Micky nodded. "Yeah, there was an Indian who lived up
there until the Forest Service drove him out, and one time,
when he was three sheets to the wind, he tried to tell me
that damn rock of your's was haunted."
"Haunted?" Jason sipped his beer.
"Well," the bartender moved down the bar to Jason, "not
exactly haunted." Micky picked up the empty glasses. "Now
just what the hell was that feather-butt's name?"
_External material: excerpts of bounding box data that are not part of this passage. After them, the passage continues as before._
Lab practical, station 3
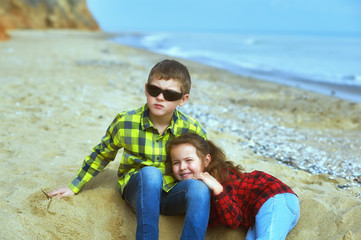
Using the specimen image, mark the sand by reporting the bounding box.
[0,30,361,240]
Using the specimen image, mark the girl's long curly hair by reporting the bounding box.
[167,133,244,183]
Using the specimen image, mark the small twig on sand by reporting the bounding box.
[40,188,53,213]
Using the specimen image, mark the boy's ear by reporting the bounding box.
[179,93,189,106]
[204,153,212,167]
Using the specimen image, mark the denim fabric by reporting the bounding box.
[246,193,300,240]
[123,167,210,240]
[124,167,163,240]
[160,179,211,240]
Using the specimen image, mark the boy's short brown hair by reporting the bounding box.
[148,59,191,94]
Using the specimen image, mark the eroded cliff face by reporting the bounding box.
[0,0,99,39]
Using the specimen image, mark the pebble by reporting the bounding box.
[182,103,361,186]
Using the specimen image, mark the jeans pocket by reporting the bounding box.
[284,193,300,216]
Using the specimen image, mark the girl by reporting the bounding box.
[168,133,300,239]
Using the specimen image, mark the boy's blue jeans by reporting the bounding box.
[123,167,211,240]
[246,193,300,240]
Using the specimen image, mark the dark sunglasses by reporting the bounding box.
[146,84,183,101]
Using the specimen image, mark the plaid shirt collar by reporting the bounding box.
[141,104,180,135]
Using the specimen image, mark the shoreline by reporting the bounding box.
[0,30,361,240]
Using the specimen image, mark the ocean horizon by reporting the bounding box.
[111,32,361,102]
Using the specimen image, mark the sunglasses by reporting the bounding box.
[146,84,183,101]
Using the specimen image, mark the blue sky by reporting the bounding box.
[87,0,361,35]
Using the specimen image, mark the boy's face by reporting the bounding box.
[145,79,189,120]
[170,143,210,181]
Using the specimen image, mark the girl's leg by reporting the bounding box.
[246,193,300,240]
[160,179,210,240]
[124,167,163,239]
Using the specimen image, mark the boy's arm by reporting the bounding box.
[69,118,120,194]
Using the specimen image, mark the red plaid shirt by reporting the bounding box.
[208,170,294,228]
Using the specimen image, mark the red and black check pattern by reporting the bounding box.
[208,170,294,228]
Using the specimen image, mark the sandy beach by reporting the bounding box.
[0,30,361,240]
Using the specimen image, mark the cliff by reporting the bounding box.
[0,0,99,40]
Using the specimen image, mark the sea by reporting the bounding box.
[112,32,361,102]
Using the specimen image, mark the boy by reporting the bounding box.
[49,60,210,239]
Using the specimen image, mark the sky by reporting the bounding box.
[87,0,361,36]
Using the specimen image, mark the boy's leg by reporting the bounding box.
[124,167,163,239]
[160,179,211,240]
[246,193,300,240]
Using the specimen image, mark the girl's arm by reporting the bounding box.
[195,172,244,229]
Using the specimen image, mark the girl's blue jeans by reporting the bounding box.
[123,167,211,240]
[246,193,300,240]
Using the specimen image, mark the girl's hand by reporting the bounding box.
[193,172,223,196]
[48,187,75,198]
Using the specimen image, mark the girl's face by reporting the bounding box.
[170,143,211,181]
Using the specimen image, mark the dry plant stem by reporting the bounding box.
[40,188,52,212]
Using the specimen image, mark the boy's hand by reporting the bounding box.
[49,187,75,198]
[194,172,223,196]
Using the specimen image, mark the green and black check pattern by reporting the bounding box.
[69,104,206,193]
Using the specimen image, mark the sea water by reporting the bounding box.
[114,33,361,102]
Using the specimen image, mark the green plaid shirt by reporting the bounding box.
[69,104,206,193]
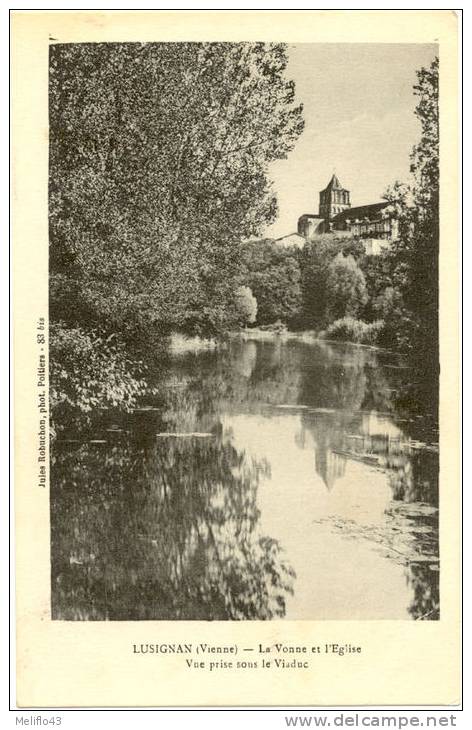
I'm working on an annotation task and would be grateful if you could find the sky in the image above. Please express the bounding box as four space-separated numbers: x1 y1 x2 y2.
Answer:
264 43 437 238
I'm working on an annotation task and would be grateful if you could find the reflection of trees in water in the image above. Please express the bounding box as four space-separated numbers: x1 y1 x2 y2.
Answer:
51 426 294 620
51 340 439 620
406 563 439 621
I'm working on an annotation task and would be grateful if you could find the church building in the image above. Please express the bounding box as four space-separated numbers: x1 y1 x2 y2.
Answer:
297 174 398 254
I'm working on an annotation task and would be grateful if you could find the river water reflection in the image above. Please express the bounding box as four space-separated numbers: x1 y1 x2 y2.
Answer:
51 337 439 620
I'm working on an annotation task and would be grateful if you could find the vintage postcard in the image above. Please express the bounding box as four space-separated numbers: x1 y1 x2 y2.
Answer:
12 11 461 707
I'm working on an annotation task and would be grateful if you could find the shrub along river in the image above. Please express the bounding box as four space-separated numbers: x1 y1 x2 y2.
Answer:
51 335 439 620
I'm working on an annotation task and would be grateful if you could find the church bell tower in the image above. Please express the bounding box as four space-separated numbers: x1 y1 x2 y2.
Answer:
319 174 351 221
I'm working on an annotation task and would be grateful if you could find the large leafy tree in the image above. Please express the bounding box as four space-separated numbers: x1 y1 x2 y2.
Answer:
388 58 439 362
50 43 303 339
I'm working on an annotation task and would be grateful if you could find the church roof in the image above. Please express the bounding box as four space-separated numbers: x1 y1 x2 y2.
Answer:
325 174 344 190
333 201 389 223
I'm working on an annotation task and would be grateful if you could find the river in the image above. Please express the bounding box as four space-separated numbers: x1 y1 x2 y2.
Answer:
51 335 439 620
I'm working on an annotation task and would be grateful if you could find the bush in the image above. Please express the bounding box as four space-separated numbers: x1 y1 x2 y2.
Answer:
325 317 384 345
234 286 257 324
49 323 147 431
326 253 368 321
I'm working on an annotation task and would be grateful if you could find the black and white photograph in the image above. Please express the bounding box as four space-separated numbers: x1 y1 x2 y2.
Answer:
45 38 441 622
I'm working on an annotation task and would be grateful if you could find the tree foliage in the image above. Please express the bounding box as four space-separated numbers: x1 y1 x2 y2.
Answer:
326 253 368 322
50 43 303 338
241 239 302 325
234 286 257 324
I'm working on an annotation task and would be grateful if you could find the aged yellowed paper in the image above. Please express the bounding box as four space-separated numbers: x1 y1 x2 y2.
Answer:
12 11 461 707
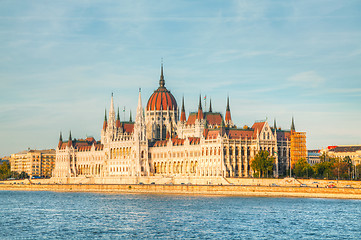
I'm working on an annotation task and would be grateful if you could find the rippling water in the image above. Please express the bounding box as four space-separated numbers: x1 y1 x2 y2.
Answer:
0 191 361 239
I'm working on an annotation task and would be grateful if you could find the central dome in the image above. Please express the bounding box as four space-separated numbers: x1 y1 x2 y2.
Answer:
147 64 177 111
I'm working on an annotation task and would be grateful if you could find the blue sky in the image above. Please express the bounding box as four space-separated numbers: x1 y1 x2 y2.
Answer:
0 0 361 157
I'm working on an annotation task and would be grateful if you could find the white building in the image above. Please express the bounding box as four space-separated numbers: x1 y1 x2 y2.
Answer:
53 66 290 181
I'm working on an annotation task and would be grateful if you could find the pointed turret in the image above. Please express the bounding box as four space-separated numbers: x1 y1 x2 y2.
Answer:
134 89 146 141
273 119 277 130
108 93 115 129
103 109 108 131
115 107 120 128
291 116 296 132
159 63 165 88
180 96 187 122
197 95 204 120
225 96 232 127
68 131 73 147
58 131 63 149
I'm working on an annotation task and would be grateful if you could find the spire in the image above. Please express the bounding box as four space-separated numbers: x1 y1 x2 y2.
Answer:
226 96 230 111
107 93 115 129
68 131 73 147
135 91 143 124
291 116 296 132
273 119 277 130
198 95 202 110
197 95 204 120
180 96 186 122
225 96 232 126
58 131 63 149
103 109 108 131
159 60 165 88
115 107 120 128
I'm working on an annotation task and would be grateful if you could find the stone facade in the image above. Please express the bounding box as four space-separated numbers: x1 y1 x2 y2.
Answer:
53 66 300 178
9 149 55 177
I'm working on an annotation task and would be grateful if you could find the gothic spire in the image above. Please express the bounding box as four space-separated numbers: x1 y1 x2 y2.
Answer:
115 107 120 128
103 109 108 131
291 116 296 132
197 95 204 120
159 62 165 88
273 119 277 130
225 96 232 126
226 96 230 111
180 96 186 122
198 95 202 110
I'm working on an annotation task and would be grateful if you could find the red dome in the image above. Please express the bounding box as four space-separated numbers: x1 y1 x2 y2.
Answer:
147 64 177 111
147 87 177 111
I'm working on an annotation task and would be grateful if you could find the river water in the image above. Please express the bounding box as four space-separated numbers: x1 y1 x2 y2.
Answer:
0 191 361 239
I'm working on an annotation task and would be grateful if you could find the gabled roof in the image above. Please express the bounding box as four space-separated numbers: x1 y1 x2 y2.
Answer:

"Haunted?" Jason repeated, remembering Pascal's
accident, and wondering if he really was sorry the cat was
dead.
"Black Elk! That's what he went by." Micky wiped the oak
bar with a foul rag, but his eyes looked toward the door as
if he was thinking about the mountain. "No, not haunted
exactly. More like a wishing well where you got what you
wanted, but it didn't make you happy." Micky lowered his
old, bright eyes to Jason. "Why I remember now. Ol' Black Elk
said that before the battle of the Little Big Horn, a bunch
of chiefs made a trip to that rock and prayed for a great
victory over the Long Knives." Micky laughed and shrugged.
"Well now, they kicked butt on the Seventh Cavalry, but it
was the beginning of the end of the great Indian Nation."
Jason took a deep drink from the glass. What had he
wished for up there? Surely not the cat's death. "That's one
hell of a story. I wonder if it's true?" He said to the
bartender.
Micky laughed like he was choking, and spat, "Na, I made
it up. You really think you can bullshit better than a
bartender kid?" Jason grinned, and shook his head. The old
man leaned forward, and said in a near whisper, "You may have
fooled those jackasses, but everyone knows the Andes are the
oldest damn mountains there be."
Jason laughed, and fished two dollars out of his wallet.
"Tell you what, why don't you put this in the jukebox, and
play us some tunes."
Micky nodded quickly in appreciation of their shared
wit, and went to the ancient cash register to get quarters.
Jason tipped back his beer, and drained it as the trite-but-
true words of a country-western song filled the bar.
Events after his sixth beer went from soft focus to
blurry. Jason woke the next morning with a head full of
granite, and a mouth as dry as Death Valley. The room was so
dark he couldn't see the wall, but he was deep in Carol's
feather bed. He lay holding his head, wondering if he could
survive the walk to the bathroom for some aspirin. After a
minute of near-death sickness, he noticed that the bedroom
stank like an inland sea, and he wondered if he'd been sick
on the floor. Carol stirred beside him, and he rested one
arm indifferently above her shoulder. She rolled over, and
started wetly kissing down his stomach. Jason groaned,
"Baby, I don't think I'm up for that."
"Don't you worry none Rock Man," Cooed the old hag, "I
got my teeth out."
Jason moaned in pleasure, and pain. The unfanged obscene
had finally caught him in the night.